Torque Converter

Convert torque units (N·m, lb-ft, lb-in, kgf·m, kgf·cm)

Enter a torque value, choose the unit it is currently in, and choose the unit you need.

Torque unit converter for N·m, lb-ft, lb-in, kgf·m, and kgf·cm

Torque is a turning force. It shows up everywhere that something is tightened, driven, or rotated: wheel nuts, engine parts, crank bolts, bicycle components, and many power tools. The problem is that torque specs are written in different units depending on the country, the manual, and the industry. This torque converter lets you take a number from one unit and convert it into another unit you actually need.

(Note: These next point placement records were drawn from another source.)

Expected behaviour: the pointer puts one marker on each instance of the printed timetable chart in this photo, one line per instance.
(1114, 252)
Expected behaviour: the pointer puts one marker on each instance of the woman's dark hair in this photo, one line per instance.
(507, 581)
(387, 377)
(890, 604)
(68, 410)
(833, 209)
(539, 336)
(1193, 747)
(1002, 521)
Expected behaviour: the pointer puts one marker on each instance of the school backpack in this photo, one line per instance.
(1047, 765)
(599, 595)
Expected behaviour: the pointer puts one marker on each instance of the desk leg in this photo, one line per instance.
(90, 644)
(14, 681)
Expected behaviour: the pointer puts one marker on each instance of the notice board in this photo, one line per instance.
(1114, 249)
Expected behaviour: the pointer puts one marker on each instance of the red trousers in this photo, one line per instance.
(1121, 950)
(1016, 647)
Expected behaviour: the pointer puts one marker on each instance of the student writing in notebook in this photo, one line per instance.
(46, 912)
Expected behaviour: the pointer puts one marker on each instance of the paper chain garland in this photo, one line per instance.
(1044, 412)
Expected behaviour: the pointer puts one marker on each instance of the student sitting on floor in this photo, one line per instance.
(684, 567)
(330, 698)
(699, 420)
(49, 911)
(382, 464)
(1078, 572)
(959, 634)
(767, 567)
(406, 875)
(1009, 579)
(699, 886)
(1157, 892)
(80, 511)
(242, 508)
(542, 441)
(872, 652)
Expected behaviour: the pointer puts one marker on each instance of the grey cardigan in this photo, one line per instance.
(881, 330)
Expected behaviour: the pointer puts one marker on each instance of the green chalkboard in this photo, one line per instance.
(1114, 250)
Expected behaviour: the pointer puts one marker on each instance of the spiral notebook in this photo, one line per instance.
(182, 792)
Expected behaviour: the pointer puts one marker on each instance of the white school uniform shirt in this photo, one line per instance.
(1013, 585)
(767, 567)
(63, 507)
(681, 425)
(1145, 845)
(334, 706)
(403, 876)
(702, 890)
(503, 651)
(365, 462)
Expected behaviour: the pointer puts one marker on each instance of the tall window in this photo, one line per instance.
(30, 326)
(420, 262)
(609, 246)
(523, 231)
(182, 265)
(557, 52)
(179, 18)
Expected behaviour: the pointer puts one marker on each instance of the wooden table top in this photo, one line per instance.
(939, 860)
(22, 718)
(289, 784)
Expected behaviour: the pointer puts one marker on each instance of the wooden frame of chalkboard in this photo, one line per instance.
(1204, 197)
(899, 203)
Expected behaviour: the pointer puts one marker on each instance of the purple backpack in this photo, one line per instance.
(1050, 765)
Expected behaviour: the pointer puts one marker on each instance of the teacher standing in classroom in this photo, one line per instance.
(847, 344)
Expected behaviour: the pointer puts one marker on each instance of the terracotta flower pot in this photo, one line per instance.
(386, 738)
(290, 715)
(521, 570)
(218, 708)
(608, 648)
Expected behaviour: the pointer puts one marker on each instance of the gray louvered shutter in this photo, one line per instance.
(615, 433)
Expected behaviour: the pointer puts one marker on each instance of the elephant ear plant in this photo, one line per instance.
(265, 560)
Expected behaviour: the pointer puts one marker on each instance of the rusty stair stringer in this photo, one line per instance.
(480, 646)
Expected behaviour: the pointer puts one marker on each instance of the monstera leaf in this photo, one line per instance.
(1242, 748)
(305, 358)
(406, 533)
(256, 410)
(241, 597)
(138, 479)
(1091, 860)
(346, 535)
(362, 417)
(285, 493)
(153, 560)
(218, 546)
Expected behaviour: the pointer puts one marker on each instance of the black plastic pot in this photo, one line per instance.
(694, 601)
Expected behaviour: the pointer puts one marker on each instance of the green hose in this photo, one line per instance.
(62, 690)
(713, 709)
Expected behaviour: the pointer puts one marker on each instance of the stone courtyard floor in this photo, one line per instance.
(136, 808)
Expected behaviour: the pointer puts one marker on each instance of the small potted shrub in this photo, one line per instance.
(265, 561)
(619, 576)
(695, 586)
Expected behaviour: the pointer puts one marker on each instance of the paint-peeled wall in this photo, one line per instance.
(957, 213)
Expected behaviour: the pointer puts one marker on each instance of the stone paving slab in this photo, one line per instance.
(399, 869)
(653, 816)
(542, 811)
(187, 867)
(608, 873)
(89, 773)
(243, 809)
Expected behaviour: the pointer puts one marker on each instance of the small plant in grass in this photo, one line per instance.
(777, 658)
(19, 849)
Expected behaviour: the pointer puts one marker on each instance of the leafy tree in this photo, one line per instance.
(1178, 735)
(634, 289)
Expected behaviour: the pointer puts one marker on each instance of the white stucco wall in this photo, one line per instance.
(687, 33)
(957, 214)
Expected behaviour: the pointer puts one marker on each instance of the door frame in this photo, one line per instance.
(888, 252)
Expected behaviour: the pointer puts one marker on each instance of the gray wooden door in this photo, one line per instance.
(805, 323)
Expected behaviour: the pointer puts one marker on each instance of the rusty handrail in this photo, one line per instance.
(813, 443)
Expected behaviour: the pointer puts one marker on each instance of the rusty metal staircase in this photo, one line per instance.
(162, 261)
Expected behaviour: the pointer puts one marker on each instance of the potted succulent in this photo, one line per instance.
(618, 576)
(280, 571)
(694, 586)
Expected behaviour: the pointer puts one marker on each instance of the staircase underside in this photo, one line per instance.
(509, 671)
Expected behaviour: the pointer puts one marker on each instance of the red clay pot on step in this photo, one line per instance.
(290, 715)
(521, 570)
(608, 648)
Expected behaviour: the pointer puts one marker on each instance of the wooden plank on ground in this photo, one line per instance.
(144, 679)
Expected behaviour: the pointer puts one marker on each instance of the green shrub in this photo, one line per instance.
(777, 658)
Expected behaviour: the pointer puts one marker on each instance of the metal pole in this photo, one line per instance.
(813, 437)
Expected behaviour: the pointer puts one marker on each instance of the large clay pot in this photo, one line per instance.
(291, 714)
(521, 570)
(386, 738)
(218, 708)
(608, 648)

The most common mismatch is between newton-metres (N·m) and pound-feet (lb-ft). Many automotive service manuals use N·m, while many torque wrenches and tool labels in the US use lb-ft. Another common mismatch is pound-inches (lb-in), which is often used for smaller fasteners and lower torque settings. You may also see kilogram-force units (kgf·m or kgf·cm) on older documentation or certain equipment specifications.

How to use this calculator is simple. Enter your torque value, select the unit it is currently in, and select the unit you want. The result shows the converted torque first, then a few supporting equivalents that help you sanity-check the magnitude. If you tick “Show equivalents in all units”, it will list the same torque in every supported unit so you can copy the one you need into a spec sheet, job card, or tool setting.

This page is intentionally a unit converter only. It does not estimate torque from horsepower, RPM, lever length, or fastener size. Those are separate problems with separate assumptions. If your goal is to set a torque wrench correctly from a manual, compare two specs written in different units, or translate a torque spec for a part or tool, this is the correct tool.

Assumptions and how to use this calculator

  • This is a pure unit conversion. It assumes your source value is already a torque value (not power, not force, not a moment from a lever you still need to compute).
  • Conversions use fixed definitions (for example, standard gravity for kgf-based units). Real-world tool calibration accuracy is separate from unit conversion.
  • Results are shown to two decimals for readability. For very small torques, that rounding can hide meaningful differences, so keep units consistent when working near minimum tool ranges.
  • Torque direction (clockwise vs counterclockwise) is not represented. Most specs care about magnitude; direction is context-specific.
  • If your value is “torque to yield”, “angle-tightening after torque”, or includes a lubrication condition, those are procedural details that do not change unit conversion.

Common questions

What is the difference between lb-ft and lb-in?

They are the same idea (pounds of force applied at a distance), but the distance unit changes. One lb-ft is twelve lb-in. lb-in is commonly used for smaller fasteners where lb-ft numbers would be small decimals.

Which unit should I use to set my torque wrench?

Use the unit your torque wrench is calibrated and labelled in, then convert the manual’s torque spec into that unit. If your wrench shows lb-ft and the manual shows N·m, convert N·m to lb-ft and set your wrench to the converted value.

Why does my converted number look “too high” or “too low”?

Most confusion comes from mixing lb-ft and lb-in, or mixing kgf·cm and kgf·m. Double-check that you selected the correct “From” and “To” units. As a quick sanity check, N·m and lb-ft are similar scale, while lb-in is about 12× lb-ft.

Can I enter 0 or a negative number?

Zero torque is valid and will convert to zero in all units. Negative torque is usually just a sign convention for direction; this converter focuses on magnitude, so it expects a non-negative number.

Is this accurate enough for critical bolts and safety work?

The unit conversion itself is exact within rounding on this page. The bigger accuracy issues in real work are tool calibration, extension adapters, user technique, lubrication, and whether the spec is for dry or lubricated threads. Use the correct procedure from the manufacturer and a calibrated tool for critical fasteners.